Various imaging techniques can see inside the body, but most lack detail necessary for looking at anything smaller than a few millimeters across. The only way to get a really good look is with a biopsy.

At Washington University in St. Louis, Dipanjan Pan thinks he and his collaborators have found an answer to that problem, which could reduce the need for biopsies and detect diseases such as cancer much earlier than before, using a combination of light from a laser, sonic waves and tiny pieces of gold.

The technique is called photoacoustic tomography, or PAT. Computed tomography (CT) scans work by taking X-rays that are layered using software to form an image. Magnetic resonance imaging uses a powerful magnetic field and a radio frequency signal to make the water molecules in the body give off small amounts of energy, detected as photons.

PAT uses particles, small enough to pass through the bloodstream. Each particle is about 150 nanometers in diameter, about one-twentieth the size of a typical red blood cell. The particles are made of material derived from a mixture of almond oil and lipids. Inside each one is a one to two-nanometer sized bit of gold.

When a near-infrared laser is fired at the particles, they vibrate. An ultrasound detector can pick that vibration up, and offer a high-resolution picture of what is happening inside the body. More importantly, the image is of higher resolution than traditional scanning techniques.

PAT uses infrared lasers because human tissue absorbs visible light strongly. In addition he has thus far tested the technique on mice, not people. In Pan's mouse experiments, he implanted the animals with a material that stimulates blood vessel growth, similar to what happens in tumors.
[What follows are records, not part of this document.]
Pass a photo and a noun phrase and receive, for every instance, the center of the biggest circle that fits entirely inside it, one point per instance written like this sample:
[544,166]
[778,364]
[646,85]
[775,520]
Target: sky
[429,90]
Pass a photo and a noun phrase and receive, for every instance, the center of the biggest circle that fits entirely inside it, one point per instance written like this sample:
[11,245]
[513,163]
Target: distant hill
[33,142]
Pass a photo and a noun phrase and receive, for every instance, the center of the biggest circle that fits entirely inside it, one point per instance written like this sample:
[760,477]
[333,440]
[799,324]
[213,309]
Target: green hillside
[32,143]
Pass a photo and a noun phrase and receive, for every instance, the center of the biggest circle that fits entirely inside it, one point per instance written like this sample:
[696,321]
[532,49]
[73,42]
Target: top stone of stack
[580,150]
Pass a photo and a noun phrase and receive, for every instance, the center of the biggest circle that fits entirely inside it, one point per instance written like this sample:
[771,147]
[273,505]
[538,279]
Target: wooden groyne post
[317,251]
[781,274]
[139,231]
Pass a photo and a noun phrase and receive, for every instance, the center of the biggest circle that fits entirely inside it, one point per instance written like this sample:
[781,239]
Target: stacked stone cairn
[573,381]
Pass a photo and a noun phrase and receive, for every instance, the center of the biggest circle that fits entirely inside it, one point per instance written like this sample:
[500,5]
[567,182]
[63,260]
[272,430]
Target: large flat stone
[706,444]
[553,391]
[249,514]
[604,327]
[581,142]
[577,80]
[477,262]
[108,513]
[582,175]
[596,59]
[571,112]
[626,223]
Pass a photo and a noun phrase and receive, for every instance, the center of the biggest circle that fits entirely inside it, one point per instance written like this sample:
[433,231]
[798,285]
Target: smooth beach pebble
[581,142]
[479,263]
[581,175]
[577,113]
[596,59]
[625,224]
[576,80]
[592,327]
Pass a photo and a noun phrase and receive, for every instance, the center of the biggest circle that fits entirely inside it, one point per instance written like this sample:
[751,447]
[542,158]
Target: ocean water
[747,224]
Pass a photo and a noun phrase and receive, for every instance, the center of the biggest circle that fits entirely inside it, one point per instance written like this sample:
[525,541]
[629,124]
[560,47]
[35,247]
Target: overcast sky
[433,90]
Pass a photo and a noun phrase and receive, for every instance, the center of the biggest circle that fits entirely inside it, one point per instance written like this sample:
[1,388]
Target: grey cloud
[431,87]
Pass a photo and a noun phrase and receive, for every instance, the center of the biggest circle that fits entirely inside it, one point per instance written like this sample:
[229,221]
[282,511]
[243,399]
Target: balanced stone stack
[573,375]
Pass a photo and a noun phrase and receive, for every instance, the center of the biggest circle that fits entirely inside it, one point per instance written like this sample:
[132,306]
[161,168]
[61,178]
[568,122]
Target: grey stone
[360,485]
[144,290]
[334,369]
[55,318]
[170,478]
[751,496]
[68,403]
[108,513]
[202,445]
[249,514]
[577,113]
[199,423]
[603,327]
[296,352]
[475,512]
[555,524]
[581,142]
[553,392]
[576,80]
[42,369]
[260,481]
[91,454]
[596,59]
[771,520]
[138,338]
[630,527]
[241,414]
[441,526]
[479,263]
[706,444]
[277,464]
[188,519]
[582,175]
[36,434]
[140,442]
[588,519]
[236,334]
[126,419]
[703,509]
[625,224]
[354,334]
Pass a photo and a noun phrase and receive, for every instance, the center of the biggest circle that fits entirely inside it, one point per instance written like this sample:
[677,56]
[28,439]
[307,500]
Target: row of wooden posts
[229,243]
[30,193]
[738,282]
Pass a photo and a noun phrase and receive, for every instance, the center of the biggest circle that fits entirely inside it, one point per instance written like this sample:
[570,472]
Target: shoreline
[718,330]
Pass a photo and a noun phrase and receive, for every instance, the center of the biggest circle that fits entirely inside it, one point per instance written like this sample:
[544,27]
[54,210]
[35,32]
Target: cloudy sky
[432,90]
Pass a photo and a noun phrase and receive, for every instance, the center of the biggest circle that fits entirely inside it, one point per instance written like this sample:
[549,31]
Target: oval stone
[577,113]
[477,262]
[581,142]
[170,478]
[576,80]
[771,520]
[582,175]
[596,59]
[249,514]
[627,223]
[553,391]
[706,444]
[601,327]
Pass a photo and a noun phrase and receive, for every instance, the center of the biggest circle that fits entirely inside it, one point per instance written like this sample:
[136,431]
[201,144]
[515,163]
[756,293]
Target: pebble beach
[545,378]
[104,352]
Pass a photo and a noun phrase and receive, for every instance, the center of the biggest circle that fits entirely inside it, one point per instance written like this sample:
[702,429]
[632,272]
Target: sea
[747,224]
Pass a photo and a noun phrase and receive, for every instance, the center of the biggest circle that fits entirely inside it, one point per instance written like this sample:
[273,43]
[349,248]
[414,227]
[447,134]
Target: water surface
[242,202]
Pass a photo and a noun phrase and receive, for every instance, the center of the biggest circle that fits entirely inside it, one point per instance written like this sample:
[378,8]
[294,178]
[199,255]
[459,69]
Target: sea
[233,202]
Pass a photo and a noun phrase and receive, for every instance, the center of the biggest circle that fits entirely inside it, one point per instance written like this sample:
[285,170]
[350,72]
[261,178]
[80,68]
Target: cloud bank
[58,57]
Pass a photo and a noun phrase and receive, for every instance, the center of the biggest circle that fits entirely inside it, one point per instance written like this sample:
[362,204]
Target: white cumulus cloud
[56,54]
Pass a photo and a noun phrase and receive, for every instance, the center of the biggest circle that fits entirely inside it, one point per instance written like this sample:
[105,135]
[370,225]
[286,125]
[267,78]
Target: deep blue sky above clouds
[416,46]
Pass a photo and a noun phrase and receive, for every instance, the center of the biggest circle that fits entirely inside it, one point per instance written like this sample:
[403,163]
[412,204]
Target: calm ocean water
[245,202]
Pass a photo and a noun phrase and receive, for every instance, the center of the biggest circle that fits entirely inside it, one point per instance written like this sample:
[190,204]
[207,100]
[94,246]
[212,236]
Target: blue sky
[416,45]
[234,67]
The PAT images showed early formation of blood vessels, so small traditional scanning techniques wouldn't have seen them. Blood vessel growth, called angiogenesis, is often a sign that a tumor is starting to grow. PAT images could thus detect cancer much earlier, Pan says. This could replace the biopsy for things like breast cancer, Pan said.

Detecting blood vessel growth could also apply to areas where new vessels are desirable, such as in skin or tissue grafts.

Pan says his group is also testing it for larger structures in the body, such as imaging the carotid artery. CT scans and MRIs can show the carotids, which are the major vessels supplying the brain, but they are located deep inside the neck and detail is often hard to see.

Besides imaging, the particles could be used to deliver drugs, Pan says. In those cases one could see that the drugs were getting to the right place.